Book Beginnings and Friday 56 – Wenjack (May 5)
After reading Secret Path last weekend I figured it was time to read Joseph Boyden’s Wenjack. It’s one I received from my family at Christmas and I’ve been meaning to get to it for a while now. I’ve also chosen it for this week’s Friday meme combo, my first of these posts for a few months. Goodreads has the following description:
An Ojibwe boy runs away from a North Ontario Indian School, not realizing just how far away home is. Along the way he’s followed by Manitous, spirits of the forest who comment on his plight, cajoling, taunting, and ultimately offering him a type of comfort on his difficult journey back to the place he was so brutally removed from.
Written by Scotiabank Giller Prize-winning author Joseph Boyden and beautifully illustrated by acclaimed artist Kent Monkman, Wenjack is a powerful and poignant look into the world of a residential school runaway trying to find his way home.

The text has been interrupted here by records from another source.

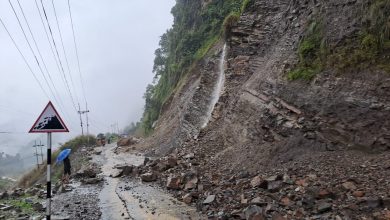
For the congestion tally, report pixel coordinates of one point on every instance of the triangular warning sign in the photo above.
(49, 121)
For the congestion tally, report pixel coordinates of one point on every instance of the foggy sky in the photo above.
(116, 41)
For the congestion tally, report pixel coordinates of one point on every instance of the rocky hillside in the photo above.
(302, 125)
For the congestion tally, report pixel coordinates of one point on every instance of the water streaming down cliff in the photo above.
(217, 88)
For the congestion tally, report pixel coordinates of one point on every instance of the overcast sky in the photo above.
(116, 41)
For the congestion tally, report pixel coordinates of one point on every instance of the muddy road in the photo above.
(120, 198)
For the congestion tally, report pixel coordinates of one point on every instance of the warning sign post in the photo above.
(49, 121)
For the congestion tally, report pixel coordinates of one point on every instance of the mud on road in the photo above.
(119, 197)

Now for this week’s excerpts:
Book Beginnings is hosted by Gilion at Rose City Reader, who invites anyone to join in, saying: ‘Please join me every Friday to share the first sentence (or so) of the book you are reading, along with your initial thoughts about the sentence, impressions of the book, or anything else the opener inspires. Please remember to include the title of the book and the author. Leave a link to your post. If you don’t have a blog, but want to participate, please leave a comment with your Book Beginning.’
The beginning of Wenjack:
Gimik-wenden-ina? Do you remember? I remember, me.
I’m not really sure what this beginning is about, but it’s an interesting one for sure.
*Grab a book, any book.
*Turn to page 56.
*Find any sentence, (or few, just don’t spoil it) that grabs you.

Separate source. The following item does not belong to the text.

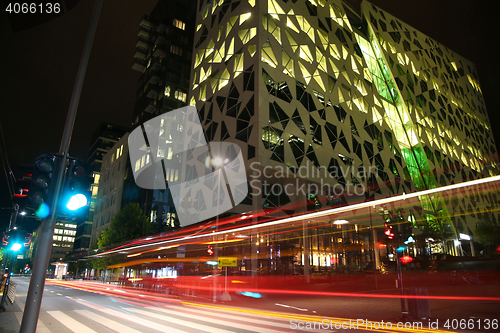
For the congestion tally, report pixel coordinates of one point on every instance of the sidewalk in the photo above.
(10, 319)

*Add your (url) post below in Linky. Add the post url, not your blog url.
It’s that simple.
From page 56 of Wenjack:
We ride him to the edge of the woods to a bed of dried leaves where he drops to his knees and begins to cry so hard his shoulders shake us from him. He buries his face into the leaves so that the girl and her mother won’t hear.
This is from a chapter with the title WOOD TICK, so I’m guessing that this show of extreme grief or upset is being told from the perspective of a wood tick. This is not a big book, so if I get the time I should be able to get through it in one sitting. I think tomorrow is supposed to be lousy weather-wise, so I should have the opportunity to do so.